Evidence Nuggets Box

  • Ca製剤:明確なアウトカム改善のエビデンスは弱いが、“一発逆転カード”としては依然有力(ACLS)。
  • インスリン+Glu:最速&最強。ただし 低血糖リスク 13–20 %[PMID: 30820692]
    ──高血糖患者でない限り、50%ブドウ糖やGI後の血糖follow忘れ厳禁。
  • サルブタモール単剤:発現 20 分、持続 2 時間。喘息患者のネブ残りで代用もOK[PMID: 10084465]。単剤では効果薄との報告もあり、GIと併用を検討。
  • NaHCO₃:pH < 7.2であれば有用だが、ΔK は限定的。使用は選択的に[PMID: 1552710]。

Special Scenarios(番外ステージ)

  1. BRASH:Ca製剤→高用量インスリン→早期 HD の“ジャンプスタート”が命を救う。
  2. Tumor Lysis/Crush Injury:尿量確保+レジン併用、HD の閾値は K⁺ > 6.0 でも即適応。
  3. DKA:既にインスリンが滴下中。
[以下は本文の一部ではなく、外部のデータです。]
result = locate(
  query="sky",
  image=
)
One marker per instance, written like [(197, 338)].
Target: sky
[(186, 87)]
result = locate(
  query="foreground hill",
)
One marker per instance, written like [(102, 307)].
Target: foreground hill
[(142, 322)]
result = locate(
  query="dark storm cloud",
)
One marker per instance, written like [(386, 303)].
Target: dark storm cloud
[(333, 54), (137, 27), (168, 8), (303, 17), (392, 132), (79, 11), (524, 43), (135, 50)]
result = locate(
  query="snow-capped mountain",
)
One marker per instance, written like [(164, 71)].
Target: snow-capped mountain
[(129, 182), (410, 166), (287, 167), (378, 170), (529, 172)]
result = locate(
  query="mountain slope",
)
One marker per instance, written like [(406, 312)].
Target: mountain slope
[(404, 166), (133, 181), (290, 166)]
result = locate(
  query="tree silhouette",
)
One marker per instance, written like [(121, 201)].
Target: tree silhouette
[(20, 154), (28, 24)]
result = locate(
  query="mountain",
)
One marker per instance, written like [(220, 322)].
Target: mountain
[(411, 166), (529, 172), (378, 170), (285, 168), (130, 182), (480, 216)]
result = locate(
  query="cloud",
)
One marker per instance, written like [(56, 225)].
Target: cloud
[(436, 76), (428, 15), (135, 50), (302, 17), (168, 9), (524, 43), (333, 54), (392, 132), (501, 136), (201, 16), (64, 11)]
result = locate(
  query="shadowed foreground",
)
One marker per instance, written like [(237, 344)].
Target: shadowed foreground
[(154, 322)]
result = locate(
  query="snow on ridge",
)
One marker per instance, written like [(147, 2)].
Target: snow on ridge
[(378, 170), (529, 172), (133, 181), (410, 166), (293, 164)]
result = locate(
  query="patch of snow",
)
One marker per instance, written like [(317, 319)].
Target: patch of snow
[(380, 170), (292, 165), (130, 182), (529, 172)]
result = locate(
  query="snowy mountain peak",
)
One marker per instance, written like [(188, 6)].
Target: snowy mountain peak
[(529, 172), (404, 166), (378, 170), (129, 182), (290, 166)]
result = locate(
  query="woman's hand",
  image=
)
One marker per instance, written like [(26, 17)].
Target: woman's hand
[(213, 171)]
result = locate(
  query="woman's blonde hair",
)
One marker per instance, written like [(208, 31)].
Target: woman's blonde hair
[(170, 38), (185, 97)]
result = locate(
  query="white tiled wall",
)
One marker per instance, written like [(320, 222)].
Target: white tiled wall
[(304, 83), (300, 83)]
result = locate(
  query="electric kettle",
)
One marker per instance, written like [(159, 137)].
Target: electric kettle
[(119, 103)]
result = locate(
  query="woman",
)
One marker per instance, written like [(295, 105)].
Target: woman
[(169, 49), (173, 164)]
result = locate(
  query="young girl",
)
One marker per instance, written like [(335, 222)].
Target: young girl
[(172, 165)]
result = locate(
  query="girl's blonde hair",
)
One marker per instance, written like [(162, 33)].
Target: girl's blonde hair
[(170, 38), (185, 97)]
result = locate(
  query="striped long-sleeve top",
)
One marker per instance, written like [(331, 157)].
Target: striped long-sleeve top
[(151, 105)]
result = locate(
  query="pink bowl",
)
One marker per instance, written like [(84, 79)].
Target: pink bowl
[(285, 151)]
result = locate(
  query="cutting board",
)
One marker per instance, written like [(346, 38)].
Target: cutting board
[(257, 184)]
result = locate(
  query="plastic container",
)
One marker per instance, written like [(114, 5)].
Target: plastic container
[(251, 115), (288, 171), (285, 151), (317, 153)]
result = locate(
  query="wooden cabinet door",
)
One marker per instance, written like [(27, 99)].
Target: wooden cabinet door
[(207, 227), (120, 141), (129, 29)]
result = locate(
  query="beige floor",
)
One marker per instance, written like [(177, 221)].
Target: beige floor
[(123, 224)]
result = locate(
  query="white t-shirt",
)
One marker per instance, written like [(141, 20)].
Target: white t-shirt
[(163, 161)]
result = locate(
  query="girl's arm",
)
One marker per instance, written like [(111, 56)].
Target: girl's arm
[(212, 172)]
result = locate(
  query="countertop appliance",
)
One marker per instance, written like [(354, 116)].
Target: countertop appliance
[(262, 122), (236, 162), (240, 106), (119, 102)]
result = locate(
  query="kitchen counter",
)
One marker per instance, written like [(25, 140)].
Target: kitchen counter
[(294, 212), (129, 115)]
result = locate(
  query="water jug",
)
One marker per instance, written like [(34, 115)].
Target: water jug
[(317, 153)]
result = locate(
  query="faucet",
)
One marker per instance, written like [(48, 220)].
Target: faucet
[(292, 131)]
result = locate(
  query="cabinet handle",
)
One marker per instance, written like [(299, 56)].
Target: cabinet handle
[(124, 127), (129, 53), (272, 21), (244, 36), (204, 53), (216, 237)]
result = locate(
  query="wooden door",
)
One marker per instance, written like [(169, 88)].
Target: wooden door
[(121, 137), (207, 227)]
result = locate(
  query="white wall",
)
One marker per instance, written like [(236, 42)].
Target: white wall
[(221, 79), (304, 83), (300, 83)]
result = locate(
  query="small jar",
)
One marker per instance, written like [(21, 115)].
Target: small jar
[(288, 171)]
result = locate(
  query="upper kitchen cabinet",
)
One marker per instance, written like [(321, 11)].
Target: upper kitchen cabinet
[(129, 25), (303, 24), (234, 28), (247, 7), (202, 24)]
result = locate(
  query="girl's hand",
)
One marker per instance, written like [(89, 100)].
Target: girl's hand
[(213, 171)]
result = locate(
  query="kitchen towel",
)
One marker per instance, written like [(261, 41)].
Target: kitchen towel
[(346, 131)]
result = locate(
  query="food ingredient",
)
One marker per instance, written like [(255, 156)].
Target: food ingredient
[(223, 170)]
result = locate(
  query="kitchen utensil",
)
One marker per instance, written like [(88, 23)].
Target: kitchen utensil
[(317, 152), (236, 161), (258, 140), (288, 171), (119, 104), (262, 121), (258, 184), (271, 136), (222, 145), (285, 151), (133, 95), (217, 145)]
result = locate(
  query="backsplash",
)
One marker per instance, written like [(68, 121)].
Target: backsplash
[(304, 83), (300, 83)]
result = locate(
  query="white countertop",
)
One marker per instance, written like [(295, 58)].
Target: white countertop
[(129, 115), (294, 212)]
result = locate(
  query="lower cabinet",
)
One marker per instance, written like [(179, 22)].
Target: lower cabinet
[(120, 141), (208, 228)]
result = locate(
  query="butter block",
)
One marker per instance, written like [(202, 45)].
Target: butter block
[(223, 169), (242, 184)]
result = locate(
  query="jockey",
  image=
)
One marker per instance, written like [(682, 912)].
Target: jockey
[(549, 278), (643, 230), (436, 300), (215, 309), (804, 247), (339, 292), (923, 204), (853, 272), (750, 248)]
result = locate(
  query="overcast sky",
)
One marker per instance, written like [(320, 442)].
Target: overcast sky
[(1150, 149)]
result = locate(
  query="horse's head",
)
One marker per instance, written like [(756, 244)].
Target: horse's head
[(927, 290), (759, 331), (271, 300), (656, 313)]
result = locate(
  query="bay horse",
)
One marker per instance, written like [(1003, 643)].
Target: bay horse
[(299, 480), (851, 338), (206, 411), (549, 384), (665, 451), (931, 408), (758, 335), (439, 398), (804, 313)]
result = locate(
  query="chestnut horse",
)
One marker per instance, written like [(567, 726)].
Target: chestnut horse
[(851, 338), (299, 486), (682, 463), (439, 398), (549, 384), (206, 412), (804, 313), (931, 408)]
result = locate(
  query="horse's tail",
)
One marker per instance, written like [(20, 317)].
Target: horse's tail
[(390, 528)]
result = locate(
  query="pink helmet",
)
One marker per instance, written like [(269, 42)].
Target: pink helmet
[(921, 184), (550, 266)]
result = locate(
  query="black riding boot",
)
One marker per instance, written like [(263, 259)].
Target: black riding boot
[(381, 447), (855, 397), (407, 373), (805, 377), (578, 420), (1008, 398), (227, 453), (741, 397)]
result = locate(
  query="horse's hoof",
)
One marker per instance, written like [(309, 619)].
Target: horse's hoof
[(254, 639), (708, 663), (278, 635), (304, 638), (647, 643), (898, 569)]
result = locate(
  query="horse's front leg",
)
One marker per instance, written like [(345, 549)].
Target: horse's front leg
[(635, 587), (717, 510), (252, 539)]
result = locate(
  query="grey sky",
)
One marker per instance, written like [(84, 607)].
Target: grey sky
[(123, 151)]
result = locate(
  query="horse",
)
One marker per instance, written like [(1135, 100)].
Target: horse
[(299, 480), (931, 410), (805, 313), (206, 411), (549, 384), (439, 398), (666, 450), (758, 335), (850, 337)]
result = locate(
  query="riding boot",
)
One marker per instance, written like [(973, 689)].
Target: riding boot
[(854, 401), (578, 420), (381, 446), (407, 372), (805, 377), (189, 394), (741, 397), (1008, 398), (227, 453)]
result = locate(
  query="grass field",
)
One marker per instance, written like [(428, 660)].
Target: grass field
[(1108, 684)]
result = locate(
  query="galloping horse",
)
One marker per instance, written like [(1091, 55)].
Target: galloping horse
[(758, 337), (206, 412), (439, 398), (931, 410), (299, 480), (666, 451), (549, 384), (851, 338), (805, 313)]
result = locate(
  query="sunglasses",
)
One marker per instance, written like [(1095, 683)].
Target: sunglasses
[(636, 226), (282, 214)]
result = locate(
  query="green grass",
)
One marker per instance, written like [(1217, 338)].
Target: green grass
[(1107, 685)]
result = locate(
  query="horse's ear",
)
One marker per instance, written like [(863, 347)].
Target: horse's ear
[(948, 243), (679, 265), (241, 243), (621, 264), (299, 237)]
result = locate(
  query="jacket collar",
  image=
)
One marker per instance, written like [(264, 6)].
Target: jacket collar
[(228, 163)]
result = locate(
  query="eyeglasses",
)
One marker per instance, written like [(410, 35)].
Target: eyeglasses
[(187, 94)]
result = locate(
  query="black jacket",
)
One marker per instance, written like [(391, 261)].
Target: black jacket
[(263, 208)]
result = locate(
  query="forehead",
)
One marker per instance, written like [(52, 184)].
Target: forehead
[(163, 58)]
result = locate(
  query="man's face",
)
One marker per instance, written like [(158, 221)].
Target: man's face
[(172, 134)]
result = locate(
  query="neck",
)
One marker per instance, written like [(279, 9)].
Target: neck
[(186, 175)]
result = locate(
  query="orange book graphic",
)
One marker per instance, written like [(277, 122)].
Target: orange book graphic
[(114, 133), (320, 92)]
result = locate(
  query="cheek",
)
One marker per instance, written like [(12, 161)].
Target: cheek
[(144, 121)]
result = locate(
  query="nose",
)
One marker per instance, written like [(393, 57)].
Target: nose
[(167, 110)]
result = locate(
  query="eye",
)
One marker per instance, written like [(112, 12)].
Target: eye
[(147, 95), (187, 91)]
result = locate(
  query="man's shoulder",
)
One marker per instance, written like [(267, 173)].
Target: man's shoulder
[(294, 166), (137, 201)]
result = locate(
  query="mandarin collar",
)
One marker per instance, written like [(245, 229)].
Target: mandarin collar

追加ボーラスは避ける。
  4. Digoxin中毒:Ca製剤 “stone-heart” は神話。低速投与なら問題なし([PMID: 19201134])。

ICU 延長戦略

モダリティ適応メリット
IHD(4 h)K⁺ > 6.5 + ECG異常 or 持続的にK⁺再上昇最速ダウン、酸塩基補正も可
CRRT不安定 hemodynamics/細胞崩壊持続リバウンド抑制、24 h で −2〜-4 mmol/L
SZC / PatiromerRASi 継続希望 or 軽度高K管理再上昇ブロック+便秘少(KDIGO)

🚩 透析導入の判断ポイント

  • K⁺ ≥ 6.5 mmol/L + 臨床的に必要または心電図異常
  • 保存的治療での改善が不十分:保存で粘りすぎないよう効果なければ移行
  • 腎機能がベースで低下、かつK⁺クリアランス困難、アシドーシス、溢水、中毒の要素ある場合つまりは緊急透析のAIUEOは一つのポイント。
    Acidemia、Electrolyte imbalance、Intoxication、Overload、Uremia
  • TLS / 横紋筋融解など持続的な K⁺放出が予想される➡CRRTも検討。

「迷ったら HD 検討」──これが ICU では鉄則です。


まとめ:30 Minutes Rule のススメ 5R

  1. Rule-out:偽性高K⁺を否定せよ
  2. Resist:CaCl₂(グルコン酸カルシウム) で心筋をシールドせよ
  3. Relocate:インスリン+β₂刺激で K⁺ を細胞内に避難させよ
  4. Remove:利尿・吸着薬・HDで体外へ追放せよ
  5. Review:原因薬剤をレビューし、再発予防せよ

臨床の高K地雷撤去、これで完了。